How to group variables according to the number of times they appear in a column?

I'm trying to run a regression in Python using a few categorical variables. So I thought about converting them to dummies. However, I have a problem here. The column I'm working with have a few categories that repeat a lot and others that don't. If I apply dummy conversion I will get like 5000 dummies. So I thought about grouping the categories that appears just a few times. How can I do that? For instance, if you have category 1 appearing 2000 times, category 2 appearing 3000 times, but categories 4, 5 and 6 appearing 30 times each one, category 7 appears 10 times and category 8 appears 5 times. How can I group categories 4, 5, 6, 7 and 8? Do something like: if the category appears less than X times, group them.

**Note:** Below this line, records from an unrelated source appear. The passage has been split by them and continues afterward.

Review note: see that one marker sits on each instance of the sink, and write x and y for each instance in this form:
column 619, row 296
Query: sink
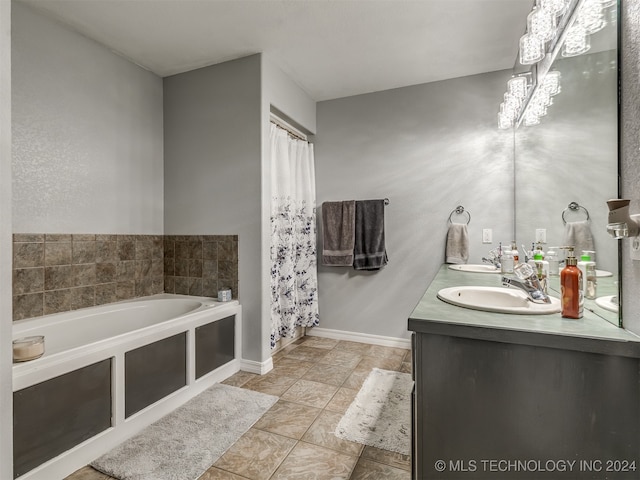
column 608, row 302
column 496, row 299
column 477, row 268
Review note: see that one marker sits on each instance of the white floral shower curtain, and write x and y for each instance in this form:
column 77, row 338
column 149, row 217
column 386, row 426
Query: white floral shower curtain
column 294, row 281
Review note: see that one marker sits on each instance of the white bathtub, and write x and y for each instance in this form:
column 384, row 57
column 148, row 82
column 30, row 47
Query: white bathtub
column 115, row 333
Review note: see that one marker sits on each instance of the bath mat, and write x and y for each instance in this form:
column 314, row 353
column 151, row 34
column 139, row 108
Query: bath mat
column 380, row 415
column 185, row 443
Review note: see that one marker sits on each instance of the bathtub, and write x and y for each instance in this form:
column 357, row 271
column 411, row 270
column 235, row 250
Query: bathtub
column 109, row 371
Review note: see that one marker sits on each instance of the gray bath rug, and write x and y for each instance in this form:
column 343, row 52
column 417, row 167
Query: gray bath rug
column 185, row 443
column 380, row 415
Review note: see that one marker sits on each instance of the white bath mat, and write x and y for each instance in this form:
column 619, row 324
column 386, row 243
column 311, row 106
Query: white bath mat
column 380, row 415
column 185, row 443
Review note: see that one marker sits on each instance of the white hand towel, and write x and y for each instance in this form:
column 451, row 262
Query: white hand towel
column 457, row 249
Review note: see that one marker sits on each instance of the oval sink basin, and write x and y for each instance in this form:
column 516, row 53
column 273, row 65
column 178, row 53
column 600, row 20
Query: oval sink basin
column 496, row 299
column 479, row 268
column 608, row 302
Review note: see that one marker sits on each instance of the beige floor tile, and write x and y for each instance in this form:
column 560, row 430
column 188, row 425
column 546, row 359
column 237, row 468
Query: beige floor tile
column 368, row 470
column 311, row 462
column 341, row 358
column 341, row 400
column 216, row 474
column 353, row 347
column 321, row 433
column 270, row 384
column 239, row 378
column 288, row 419
column 309, row 354
column 310, row 393
column 331, row 374
column 291, row 367
column 319, row 342
column 87, row 473
column 393, row 459
column 256, row 455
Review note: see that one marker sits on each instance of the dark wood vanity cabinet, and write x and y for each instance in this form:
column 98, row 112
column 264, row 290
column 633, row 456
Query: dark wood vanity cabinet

The result should be group 1, group 2, group_x, and group_x should have the variables that appears less than a specific amount of times.

Solution

It is relatively simple to do this with pandas module. Imagine that df contains your column with categorical :

import pandas as pd
df = pd.DataFrame({ 'x':['a','b','c','a','b','a','d','e','f']})

You can simply count values inside:

cnt = df.x.value_counts()

And create additional column saying to which group belong given row: Notice that all low count categorical values will be in same group.

df['group'] = df['x'].apply( lambda x: cnt[x] if cnt[x] >= 2 else 0  )

You can modify the value of 2 to any threshold below which all categories would be in same group. Finally create dummies variables like this:

dummies = pd.get_dummies(df['group'])

Assuming that you wanted the same count categories (especially low-count ones) to go into same dummies.